I loved this book, absolutely loved it to pieces. It has all the characteristics I look for in my fantasy – characters I really care about who behave credibly, world-building that’s original and well thought out, subtle magic and a plot which derives from these factors. There are themes of real depth for those of us who look for more than action in fantasy – about how you come to terms with who you are, for instance, and about fitting in, even when you’re different. I found Moon’s transition from outsider to someone who belongs, and his awkwardly prickly relationship with the Raksura, to be endlessly fascinating. The book was a real page turner right from the start, and as Moon and his fellow Raksura are hounded and attacked relentlessly and the pace picks up, I found it hard to put down. A great read. Five stars. And now I’m terrified to read the next book in the series; it can’t possibly be as good, can it?

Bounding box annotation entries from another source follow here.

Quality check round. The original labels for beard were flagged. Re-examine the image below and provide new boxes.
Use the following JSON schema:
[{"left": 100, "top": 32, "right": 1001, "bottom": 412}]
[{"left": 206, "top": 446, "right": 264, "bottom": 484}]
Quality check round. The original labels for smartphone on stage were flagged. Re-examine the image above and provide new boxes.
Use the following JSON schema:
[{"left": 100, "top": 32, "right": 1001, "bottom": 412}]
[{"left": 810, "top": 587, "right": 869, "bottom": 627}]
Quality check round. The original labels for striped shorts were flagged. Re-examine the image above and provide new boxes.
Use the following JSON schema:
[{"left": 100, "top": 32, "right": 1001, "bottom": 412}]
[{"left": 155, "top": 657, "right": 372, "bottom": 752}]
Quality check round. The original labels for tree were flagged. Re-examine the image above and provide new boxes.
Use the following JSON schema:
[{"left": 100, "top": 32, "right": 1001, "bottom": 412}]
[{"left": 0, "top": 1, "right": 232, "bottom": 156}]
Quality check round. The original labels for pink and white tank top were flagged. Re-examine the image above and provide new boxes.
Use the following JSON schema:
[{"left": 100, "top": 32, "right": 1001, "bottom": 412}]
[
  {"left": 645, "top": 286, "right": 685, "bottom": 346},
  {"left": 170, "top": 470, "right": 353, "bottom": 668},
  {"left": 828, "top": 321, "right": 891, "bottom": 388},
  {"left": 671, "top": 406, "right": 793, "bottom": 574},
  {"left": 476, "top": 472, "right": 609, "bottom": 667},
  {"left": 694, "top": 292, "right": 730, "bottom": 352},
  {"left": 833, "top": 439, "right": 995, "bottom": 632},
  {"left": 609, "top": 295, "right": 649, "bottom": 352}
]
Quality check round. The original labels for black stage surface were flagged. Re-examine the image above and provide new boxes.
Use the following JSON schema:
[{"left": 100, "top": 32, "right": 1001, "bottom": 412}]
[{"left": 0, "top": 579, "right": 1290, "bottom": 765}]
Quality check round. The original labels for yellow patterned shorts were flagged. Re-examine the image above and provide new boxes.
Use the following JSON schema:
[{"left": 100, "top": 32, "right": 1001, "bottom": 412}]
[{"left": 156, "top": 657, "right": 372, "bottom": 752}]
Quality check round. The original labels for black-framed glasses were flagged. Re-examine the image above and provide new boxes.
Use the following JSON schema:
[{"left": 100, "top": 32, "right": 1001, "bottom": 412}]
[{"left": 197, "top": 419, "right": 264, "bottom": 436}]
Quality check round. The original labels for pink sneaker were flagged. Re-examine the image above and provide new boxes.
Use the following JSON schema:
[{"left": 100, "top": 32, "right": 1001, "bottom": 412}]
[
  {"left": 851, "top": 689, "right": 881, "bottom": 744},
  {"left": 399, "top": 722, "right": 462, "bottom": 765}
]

Fantasy Review: ‘The Wizard Hunters’ by Martha Wells

The land of Ile-Rien is under attack by the seemingly invincible Gardier, who use their black airships to destroy, then seemingly disappear.  The Gardier also somehow have the ability to block all the magic the Ile-Rien have for protection, and they also have a magic of their own that destroyed mechanized weapons.

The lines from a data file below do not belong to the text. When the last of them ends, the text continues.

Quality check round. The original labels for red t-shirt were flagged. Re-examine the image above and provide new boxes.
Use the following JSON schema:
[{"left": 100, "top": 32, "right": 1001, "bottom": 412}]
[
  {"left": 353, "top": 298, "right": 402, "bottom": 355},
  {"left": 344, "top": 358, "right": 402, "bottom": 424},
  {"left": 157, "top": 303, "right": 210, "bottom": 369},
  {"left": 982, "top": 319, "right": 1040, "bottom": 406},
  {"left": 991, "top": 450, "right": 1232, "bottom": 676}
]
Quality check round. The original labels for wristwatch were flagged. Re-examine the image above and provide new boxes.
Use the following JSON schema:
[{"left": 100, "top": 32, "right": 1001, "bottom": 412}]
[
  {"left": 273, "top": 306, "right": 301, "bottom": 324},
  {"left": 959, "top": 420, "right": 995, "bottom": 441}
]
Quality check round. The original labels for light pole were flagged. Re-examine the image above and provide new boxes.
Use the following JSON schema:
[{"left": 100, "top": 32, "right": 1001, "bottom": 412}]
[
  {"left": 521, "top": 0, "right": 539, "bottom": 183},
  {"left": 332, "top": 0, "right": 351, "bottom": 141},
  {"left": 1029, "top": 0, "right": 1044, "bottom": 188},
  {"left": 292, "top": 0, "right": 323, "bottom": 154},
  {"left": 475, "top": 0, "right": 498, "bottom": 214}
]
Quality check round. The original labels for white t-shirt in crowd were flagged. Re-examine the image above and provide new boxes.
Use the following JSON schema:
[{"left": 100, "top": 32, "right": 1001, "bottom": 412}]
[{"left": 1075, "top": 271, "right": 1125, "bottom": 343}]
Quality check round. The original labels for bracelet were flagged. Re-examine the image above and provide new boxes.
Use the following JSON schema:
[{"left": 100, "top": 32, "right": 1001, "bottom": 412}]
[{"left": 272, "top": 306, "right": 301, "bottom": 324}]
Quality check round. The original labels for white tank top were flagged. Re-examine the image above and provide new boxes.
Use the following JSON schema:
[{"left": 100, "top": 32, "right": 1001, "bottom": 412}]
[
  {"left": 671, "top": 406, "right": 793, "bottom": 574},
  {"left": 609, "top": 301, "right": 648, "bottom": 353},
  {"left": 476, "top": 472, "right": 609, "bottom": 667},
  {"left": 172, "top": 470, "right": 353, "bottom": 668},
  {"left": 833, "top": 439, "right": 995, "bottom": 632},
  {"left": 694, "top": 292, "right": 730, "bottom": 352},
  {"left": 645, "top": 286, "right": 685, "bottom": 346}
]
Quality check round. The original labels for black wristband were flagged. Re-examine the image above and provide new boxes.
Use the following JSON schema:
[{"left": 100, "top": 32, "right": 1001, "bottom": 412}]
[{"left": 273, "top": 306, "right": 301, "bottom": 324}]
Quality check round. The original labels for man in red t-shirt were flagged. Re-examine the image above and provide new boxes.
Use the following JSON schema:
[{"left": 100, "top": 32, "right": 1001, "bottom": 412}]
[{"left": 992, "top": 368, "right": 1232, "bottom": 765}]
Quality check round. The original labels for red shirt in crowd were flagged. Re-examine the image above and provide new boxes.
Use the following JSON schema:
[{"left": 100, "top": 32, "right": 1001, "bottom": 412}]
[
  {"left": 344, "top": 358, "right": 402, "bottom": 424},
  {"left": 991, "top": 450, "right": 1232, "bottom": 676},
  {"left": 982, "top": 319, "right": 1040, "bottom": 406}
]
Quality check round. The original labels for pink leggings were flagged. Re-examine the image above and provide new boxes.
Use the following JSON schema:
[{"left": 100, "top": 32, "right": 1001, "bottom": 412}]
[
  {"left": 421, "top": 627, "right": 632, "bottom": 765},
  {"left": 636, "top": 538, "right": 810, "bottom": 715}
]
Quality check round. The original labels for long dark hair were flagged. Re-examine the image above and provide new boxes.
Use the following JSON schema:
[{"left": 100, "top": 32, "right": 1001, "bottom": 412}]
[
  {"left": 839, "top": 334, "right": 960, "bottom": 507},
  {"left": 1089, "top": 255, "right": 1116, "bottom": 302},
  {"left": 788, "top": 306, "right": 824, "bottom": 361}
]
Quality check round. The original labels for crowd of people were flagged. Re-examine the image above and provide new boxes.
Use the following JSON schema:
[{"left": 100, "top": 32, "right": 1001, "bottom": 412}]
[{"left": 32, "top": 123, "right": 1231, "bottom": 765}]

Invincible army, one person holds an object of power, a person may wonder why I even cracked the cover of what seems like a very trite read.  I admit at times in the book I wondered the same thing.  There is some interesting stuff in this book, and in many ways it pushes beyond the cliches, but I can’t say it ever grabbed me.

What worked well in this book?  It had some unusual hooks.  The main character, Tremaine, is looking for a way to keep herself in danger, a death wish without the desire for people to know it.  This keeps her early motivations mysterious(though this plot line is almost completely discarded by the mid point).  Both the Ele-Rien and the Gardier are living a technological era where magic is in use everyday, not hidden from the common eye.  And there is an early culture clash when it is found the the Gardier hold a staging area in a land with a more “primitive” culture.

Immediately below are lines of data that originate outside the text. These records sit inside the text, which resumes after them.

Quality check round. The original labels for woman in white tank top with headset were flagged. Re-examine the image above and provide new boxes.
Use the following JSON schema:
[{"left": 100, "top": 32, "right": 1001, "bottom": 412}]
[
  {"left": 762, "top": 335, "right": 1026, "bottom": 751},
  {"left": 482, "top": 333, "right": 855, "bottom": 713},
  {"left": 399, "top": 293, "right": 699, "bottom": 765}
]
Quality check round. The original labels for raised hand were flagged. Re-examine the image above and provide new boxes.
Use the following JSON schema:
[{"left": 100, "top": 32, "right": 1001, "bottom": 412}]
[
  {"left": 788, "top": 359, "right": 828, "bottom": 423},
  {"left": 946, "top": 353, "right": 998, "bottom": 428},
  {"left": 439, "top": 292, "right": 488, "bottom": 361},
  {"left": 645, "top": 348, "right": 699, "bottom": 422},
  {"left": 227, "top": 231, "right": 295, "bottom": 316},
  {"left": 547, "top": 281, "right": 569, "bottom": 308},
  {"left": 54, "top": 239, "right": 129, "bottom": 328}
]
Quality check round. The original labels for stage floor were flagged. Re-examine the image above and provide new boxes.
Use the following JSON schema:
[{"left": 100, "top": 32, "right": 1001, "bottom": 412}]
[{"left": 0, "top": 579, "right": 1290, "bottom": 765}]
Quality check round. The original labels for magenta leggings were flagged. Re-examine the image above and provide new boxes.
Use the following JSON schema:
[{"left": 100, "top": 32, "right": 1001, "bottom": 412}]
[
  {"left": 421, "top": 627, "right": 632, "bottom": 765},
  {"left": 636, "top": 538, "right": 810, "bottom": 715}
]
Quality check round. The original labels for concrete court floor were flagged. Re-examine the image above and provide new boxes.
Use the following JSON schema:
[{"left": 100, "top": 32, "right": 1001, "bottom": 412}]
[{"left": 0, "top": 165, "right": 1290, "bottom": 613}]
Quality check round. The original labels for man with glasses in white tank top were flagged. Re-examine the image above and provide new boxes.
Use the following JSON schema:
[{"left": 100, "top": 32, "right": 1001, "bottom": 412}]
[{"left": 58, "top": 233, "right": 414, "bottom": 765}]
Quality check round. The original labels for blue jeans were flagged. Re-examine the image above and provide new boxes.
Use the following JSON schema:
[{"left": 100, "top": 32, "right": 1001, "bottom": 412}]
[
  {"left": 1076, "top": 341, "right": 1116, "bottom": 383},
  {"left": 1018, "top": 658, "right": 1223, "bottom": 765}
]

For all that almost nothing worked for me.  There just wasn’t the focus needed to make any thing work, none of the good ideas were really expanded on.  Tremaine has a death wish, but it is gone  halfway through the book, then explained away at the end.  Not transitioned out, just explained away.  The interesting first contact plot line is ruined for me by the ease of communication and by just how little difference there really is in the cultures, despite the characters seeming to think otherwise.  And the neat mix of technology and magic comes to nothing, as magic rules throughout the entire book.  The Gardier are given no depth, they are a faceless evil.  The “primitives” are shallow, following the typical book wherein they need to have all their traditions proven to be wrong by a more knowing culture.

The book could not seem to decide what it wanted to be.  At times high fantasy, escape story, war story, epic quest, and even a sad attempt at subversive espionage activities.  Perhaps if the focus had been on a couple of these items it would have worked better, but none were expanded on enough to catch my interested, making the whole read fairly disjointed. 

Lastly, and this is neither good nor bad, this book is definitely the first in a series.  There is very little resolution in this book, it is obviously a setup for the future.

And for perhaps the strangest nit-pick I have every had, every male character of note in the book had a name that started with either A, I, or G(mostly G).  Gardier, Giliead, Gerard, and Gervas.  I am not sure if anyone else reads the way I do, but this caused me to backtrack and figure out which character is which several times.

2 stars.  I can see it being of interest for fans who want something different, but for me it tried too many things, and did very few of them very well.